Como alguém que decidiu viver “do” ministério, procuro me
pautar por duas convicções nessa área de sustento pastoral. Primeira,
não estou no ministério para ganhar dinheiro. Não é minha prioridade e não é
minha motivação, mesmo porque se meu objetivo fosse esse eu não escolheria o
chamado “ministério”. Segunda, creio
que as igrejas e organizações cristãs devem estar na vanguarda da valorização
pessoal e da remuneração digna para seus obreiros e “funcionários”. Já
completei 26 anos de ministério, dos quais apenas por um período muito pequeno eu
recebi o que era adequado pelo trabalho que eu realizava e para o
sustento digno de minha família.
Algum tempo atrás conversando com um colega que é pastor,
perguntei como estava a situação de sustento financeiro para ele e a família.
Depois de ouvir o valor que ele recebia (pouco menos de R$ 2.000,00), comentei
que devia ser bem difícil para ele. Sua resposta foi de que ele não tinha nada
a reclamar de Deus. Certamente de Deus eu também não tenho nada a reclamar,
pensei, mas teria muito a reclamar de
nossa postura como igreja nessa área. Infelizmente confundimos gratidão com
conformismo e consagração com resignação não reivindicatória. Sei que existem
situações e condições específicas que podem nos exigir um sacrifício especial
nessa área material e devemos estar prontos para isso. Mas não creio que Deus
esteja pedindo de alguém, que padeça
passivamente pelo descaso com que muitas igrejas e organizações cristãs
tratam seus obreiros.
Alguém pode pensar que tenho expectativas exageradas nessa
área. Na verdade minha expectativa é que nós como igreja superemos o simples
discurso e vivamos de maneira digna do
Senhor para o seu inteiro agrado, o que significa, em outras palavras, ser
coerente. Se isso é ter expectativas exageradas, sim, eu as tenho. Tenho as
mesmas expectativas de dignidade e valorização que qualquer cidadão tem ao
realizar um trabalho e penso que se temos essas expectativas com relação a um
empregador corrupto e pagão, muito mais poderíamos ter de uma Igreja que
supostamente quer manifestar os sinais do Reino de Deus.
Marcelo C.Silva
Obs. O texto acima não
é exaustivo sobre o assunto do sustento pastoral e por isso não reflete todos
os aspectos relacionados a essa difícil questão. Estou consciente que certos
trechos soam como generalização e de fato o são, no sentido de que fazem
referência a uma mentalidade generalizada e enraizada. Louvo a Deus pelas
igrejas e lideranças que já superaram as fraquezas que aponto no texto e sei
que existem outras histórias sobre o tema, mas na minha compreensão ainda são
casos raros. Estou aberto a comentários e observações contrários aos meus visto
não me julgar infalível em minhas percepções e interpretações.

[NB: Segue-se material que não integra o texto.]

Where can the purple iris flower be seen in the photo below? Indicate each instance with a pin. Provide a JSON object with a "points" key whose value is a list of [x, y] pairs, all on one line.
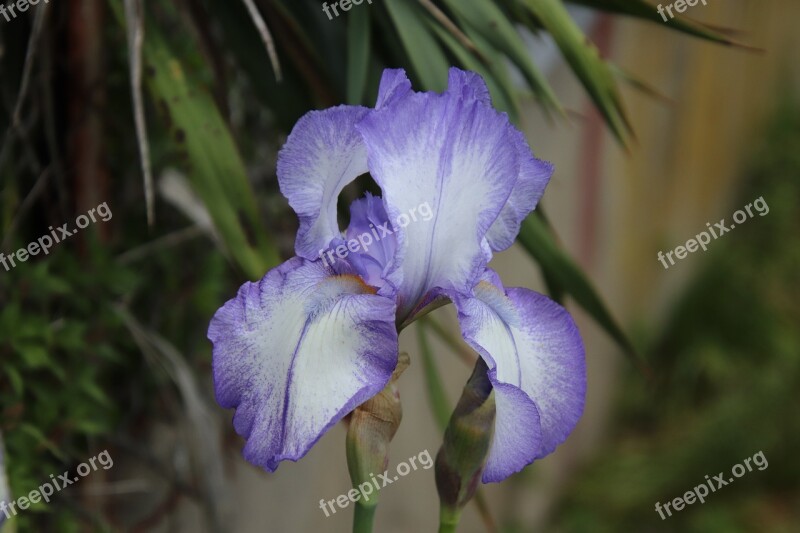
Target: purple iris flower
{"points": [[317, 336]]}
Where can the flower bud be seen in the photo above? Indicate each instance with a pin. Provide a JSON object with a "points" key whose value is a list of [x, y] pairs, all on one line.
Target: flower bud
{"points": [[461, 458]]}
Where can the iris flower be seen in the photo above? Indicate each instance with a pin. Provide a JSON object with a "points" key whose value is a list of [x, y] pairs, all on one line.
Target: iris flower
{"points": [[298, 350]]}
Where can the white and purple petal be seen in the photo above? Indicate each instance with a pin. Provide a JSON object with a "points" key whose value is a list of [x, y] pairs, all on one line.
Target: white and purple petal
{"points": [[296, 352], [5, 492], [534, 175], [536, 363], [322, 155], [459, 156]]}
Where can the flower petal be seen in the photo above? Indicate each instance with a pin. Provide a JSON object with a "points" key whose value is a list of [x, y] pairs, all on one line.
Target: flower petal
{"points": [[394, 85], [458, 156], [533, 175], [322, 155], [296, 352], [534, 351]]}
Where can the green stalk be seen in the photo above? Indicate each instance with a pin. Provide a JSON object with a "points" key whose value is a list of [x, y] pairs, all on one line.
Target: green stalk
{"points": [[363, 518], [448, 520]]}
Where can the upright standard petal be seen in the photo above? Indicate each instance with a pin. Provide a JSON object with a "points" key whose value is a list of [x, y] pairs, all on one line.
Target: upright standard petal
{"points": [[322, 155], [537, 366], [296, 352], [458, 156], [532, 177]]}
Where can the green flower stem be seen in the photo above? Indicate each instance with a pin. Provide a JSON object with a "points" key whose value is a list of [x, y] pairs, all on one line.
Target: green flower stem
{"points": [[448, 519], [364, 517]]}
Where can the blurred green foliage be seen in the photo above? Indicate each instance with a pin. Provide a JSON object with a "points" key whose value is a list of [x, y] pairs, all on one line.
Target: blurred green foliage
{"points": [[728, 369]]}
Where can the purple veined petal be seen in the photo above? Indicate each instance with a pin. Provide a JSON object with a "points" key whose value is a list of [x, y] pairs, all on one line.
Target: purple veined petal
{"points": [[322, 155], [534, 175], [394, 85], [372, 243], [458, 156], [296, 352], [536, 363]]}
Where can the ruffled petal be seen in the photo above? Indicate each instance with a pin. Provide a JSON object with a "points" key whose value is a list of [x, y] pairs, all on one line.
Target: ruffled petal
{"points": [[5, 492], [536, 363], [296, 352], [322, 155], [534, 175], [454, 155]]}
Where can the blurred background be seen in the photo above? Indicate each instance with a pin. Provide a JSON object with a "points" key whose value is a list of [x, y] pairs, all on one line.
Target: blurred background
{"points": [[170, 114]]}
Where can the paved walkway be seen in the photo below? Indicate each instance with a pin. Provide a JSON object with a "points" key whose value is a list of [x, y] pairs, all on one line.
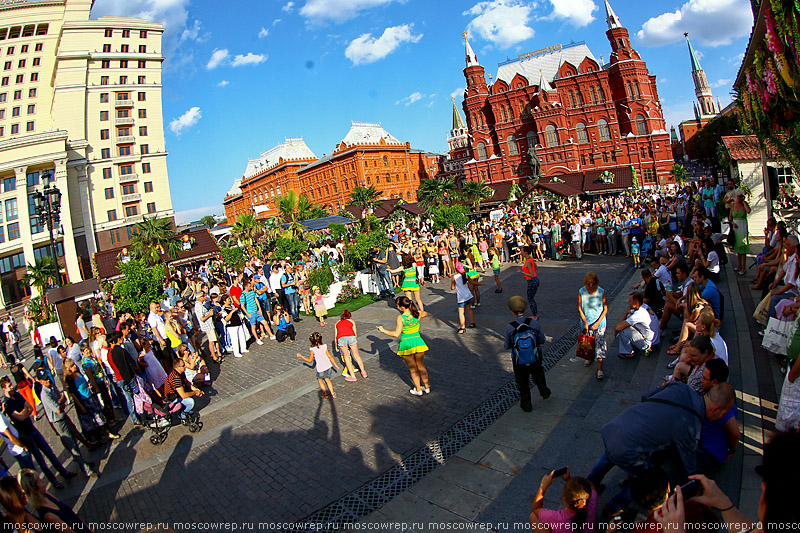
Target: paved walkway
{"points": [[492, 481], [272, 451]]}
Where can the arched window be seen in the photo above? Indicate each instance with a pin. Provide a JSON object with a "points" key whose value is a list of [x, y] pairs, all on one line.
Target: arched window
{"points": [[512, 146], [532, 139], [583, 138], [552, 135], [605, 133], [481, 151], [641, 125]]}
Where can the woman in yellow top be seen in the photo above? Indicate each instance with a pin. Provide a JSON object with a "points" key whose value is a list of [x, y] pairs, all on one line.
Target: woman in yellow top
{"points": [[412, 348], [410, 286]]}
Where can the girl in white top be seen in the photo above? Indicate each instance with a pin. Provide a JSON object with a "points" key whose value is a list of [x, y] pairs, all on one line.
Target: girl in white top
{"points": [[323, 362]]}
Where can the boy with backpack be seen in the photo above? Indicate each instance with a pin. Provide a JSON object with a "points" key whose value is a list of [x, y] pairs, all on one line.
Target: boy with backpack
{"points": [[524, 337]]}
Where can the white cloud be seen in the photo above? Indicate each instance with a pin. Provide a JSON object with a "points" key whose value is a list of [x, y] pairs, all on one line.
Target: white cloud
{"points": [[249, 59], [367, 49], [410, 99], [501, 22], [218, 57], [173, 14], [321, 11], [185, 121], [577, 12], [191, 215], [194, 33], [711, 22]]}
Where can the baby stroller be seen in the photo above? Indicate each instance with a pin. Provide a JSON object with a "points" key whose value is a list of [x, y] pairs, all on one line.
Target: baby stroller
{"points": [[158, 416], [646, 250]]}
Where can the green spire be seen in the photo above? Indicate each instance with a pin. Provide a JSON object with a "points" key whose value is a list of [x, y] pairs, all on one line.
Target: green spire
{"points": [[695, 62], [457, 122]]}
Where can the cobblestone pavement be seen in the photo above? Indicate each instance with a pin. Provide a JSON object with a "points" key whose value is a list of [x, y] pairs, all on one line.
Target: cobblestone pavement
{"points": [[272, 450]]}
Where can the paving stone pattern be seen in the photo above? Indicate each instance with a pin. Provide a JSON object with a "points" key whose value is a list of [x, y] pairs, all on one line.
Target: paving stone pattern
{"points": [[272, 450]]}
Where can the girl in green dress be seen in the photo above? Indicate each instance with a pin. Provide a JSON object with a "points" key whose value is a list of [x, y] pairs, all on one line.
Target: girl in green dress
{"points": [[410, 286], [412, 348]]}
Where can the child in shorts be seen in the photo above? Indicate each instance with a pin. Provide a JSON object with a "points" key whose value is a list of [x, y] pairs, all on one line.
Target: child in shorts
{"points": [[324, 363]]}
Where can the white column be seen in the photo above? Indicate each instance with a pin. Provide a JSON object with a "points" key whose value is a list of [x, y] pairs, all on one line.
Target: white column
{"points": [[68, 240], [86, 209], [24, 218]]}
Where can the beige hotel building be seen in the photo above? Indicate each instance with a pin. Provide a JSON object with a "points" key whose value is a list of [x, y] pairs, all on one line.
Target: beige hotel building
{"points": [[80, 101]]}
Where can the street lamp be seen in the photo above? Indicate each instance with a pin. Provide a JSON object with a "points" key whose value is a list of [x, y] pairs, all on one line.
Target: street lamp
{"points": [[47, 203]]}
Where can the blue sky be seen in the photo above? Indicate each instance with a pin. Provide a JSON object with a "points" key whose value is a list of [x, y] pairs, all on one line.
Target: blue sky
{"points": [[242, 75]]}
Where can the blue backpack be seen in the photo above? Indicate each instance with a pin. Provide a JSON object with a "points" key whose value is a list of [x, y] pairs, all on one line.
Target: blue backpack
{"points": [[525, 348]]}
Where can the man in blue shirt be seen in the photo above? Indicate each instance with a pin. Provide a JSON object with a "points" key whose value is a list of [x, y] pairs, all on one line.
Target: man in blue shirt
{"points": [[702, 276]]}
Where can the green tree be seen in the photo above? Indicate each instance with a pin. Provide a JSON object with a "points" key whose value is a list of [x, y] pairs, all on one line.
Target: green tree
{"points": [[154, 237], [233, 257], [365, 198], [679, 174], [247, 229], [445, 215], [434, 191], [140, 285], [476, 192], [39, 276]]}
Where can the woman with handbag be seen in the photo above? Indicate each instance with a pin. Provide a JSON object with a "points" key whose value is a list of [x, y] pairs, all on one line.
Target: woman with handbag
{"points": [[593, 308]]}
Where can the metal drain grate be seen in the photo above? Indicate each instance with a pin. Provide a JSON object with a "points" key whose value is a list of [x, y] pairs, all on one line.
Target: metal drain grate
{"points": [[378, 492]]}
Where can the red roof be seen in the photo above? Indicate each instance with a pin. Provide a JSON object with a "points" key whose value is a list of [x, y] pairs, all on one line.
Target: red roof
{"points": [[205, 246], [745, 148]]}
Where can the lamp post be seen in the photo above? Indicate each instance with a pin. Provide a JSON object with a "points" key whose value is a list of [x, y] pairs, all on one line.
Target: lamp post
{"points": [[48, 207]]}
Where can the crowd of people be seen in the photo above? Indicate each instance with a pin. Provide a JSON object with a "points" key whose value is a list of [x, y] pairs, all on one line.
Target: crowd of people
{"points": [[210, 311]]}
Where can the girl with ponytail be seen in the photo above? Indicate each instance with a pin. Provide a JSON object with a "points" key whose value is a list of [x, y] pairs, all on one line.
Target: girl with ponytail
{"points": [[580, 507], [412, 348]]}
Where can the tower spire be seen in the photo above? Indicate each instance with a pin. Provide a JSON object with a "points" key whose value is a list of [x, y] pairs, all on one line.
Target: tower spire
{"points": [[457, 121], [472, 59], [611, 18], [695, 62]]}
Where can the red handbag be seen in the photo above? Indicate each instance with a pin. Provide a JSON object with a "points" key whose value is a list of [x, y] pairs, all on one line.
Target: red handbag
{"points": [[586, 347]]}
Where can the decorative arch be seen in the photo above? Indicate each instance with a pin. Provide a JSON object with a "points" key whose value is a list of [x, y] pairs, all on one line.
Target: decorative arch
{"points": [[567, 69]]}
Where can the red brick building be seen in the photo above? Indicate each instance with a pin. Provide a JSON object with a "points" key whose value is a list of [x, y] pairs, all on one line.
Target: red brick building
{"points": [[580, 115], [367, 155]]}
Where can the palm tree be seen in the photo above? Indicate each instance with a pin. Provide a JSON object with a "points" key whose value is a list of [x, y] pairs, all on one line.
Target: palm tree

Pr. Marcelo, muito bom o seu comentário a respeito deste assunto, pois percebo que o mesmo se tornou um fantasma que acaba assombrando e criando sérios problemas no meio do povo, ou seja, da Igreja.
ResponderExcluirPr. Cadu.
Quando iremos tomar um café? A paz
Meu irmão (de sangue mesmo)
ResponderExcluirCreio que em muitas oportunidades, usamos da Palavra, apenas aquilo que nos convém, pois, ao ler seu post, fiquei pensando em I Timóteo 5:17 e 18. Será que "entendemos" trata-se apenas da opinião do apóstolo Paulo e não de uma direção à ser seguida e inspirada pelo Espírito Santo de Deus. Bem possível!!!